I'm not sure if it's relevant, but the DB I have is structured so that while each field is not unique, the aggregate of all three is unique (this is enforced with an index).
The query and filter operation I'm currently using (note: I'm restricting the query to a subset of the items to reduce processing time):
self.log.info("Running path query")
itemCursor = self.dbInt.coll.find({"basePath": pathRE}, fields={'_id': False, 'internalPath': False, 'itemhash': False}, exhaust=True)
self.log.info("Query complete. Processing")
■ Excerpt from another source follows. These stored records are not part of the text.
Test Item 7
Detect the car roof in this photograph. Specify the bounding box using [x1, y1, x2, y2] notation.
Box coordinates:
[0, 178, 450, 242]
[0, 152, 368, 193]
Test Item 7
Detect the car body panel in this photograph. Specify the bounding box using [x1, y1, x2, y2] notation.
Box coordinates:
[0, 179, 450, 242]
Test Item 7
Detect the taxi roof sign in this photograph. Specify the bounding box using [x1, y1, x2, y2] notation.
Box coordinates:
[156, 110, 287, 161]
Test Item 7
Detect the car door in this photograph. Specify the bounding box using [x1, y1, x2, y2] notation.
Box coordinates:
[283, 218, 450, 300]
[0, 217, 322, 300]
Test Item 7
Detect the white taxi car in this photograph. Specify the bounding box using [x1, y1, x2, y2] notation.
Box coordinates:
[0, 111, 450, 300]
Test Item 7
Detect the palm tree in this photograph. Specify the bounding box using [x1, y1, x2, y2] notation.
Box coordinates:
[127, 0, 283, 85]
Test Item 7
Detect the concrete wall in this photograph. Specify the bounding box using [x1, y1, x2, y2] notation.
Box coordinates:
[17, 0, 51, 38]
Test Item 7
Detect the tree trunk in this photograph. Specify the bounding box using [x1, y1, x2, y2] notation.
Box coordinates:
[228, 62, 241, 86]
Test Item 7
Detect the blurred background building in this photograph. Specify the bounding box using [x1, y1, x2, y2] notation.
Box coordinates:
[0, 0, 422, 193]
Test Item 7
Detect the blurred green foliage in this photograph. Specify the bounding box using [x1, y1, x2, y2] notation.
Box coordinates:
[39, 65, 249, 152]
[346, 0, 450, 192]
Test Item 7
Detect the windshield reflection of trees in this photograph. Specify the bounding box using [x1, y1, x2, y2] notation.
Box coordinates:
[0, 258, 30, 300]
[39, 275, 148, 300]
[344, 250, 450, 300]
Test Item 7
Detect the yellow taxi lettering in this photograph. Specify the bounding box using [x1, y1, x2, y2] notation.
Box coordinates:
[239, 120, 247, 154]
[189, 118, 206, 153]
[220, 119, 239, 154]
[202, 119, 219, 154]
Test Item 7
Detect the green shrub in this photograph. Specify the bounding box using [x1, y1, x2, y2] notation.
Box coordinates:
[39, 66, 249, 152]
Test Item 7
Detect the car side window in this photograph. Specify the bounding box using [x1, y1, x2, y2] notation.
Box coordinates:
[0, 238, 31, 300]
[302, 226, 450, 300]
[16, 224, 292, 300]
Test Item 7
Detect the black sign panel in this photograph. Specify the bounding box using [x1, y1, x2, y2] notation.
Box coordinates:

self.log.info("Query returned %d items", itemCursor.count())
self.log.info("Filtering returned items to require uniqueness.")
items = set()
for item in itemCursor:
# print item
items.add(item["basePath"])
self.log.info("total unique items = %s", len(items))
Running the same query with self.dbInt.coll.distinct("basePath") results in OperationFailure: command SON([('distinct', u'deduper_collection'), ('key', 'basePath')]) failed: exception: distinct too big, 16mb cap
Ok, here is the solution I wound up using. I'd add it as an answer, but I don't want to detract from the actual answers that got me here.
reStr = "^%s" % fqPathBase
pathRE = re.compile(reStr)
self.log.info("Running path query")
pipeline = [
{ "$match" :
{
"basePath" : pathRE
}
},
# Group the keys
{"$group":
{
"_id": "$basePath"
}
},
# Output to a collection "tmp_unique_coll"
{"$out": "tmp_unique_coll"}
]
itemCursor = self.dbInt.coll.aggregate(pipeline, allowDiskUse=True)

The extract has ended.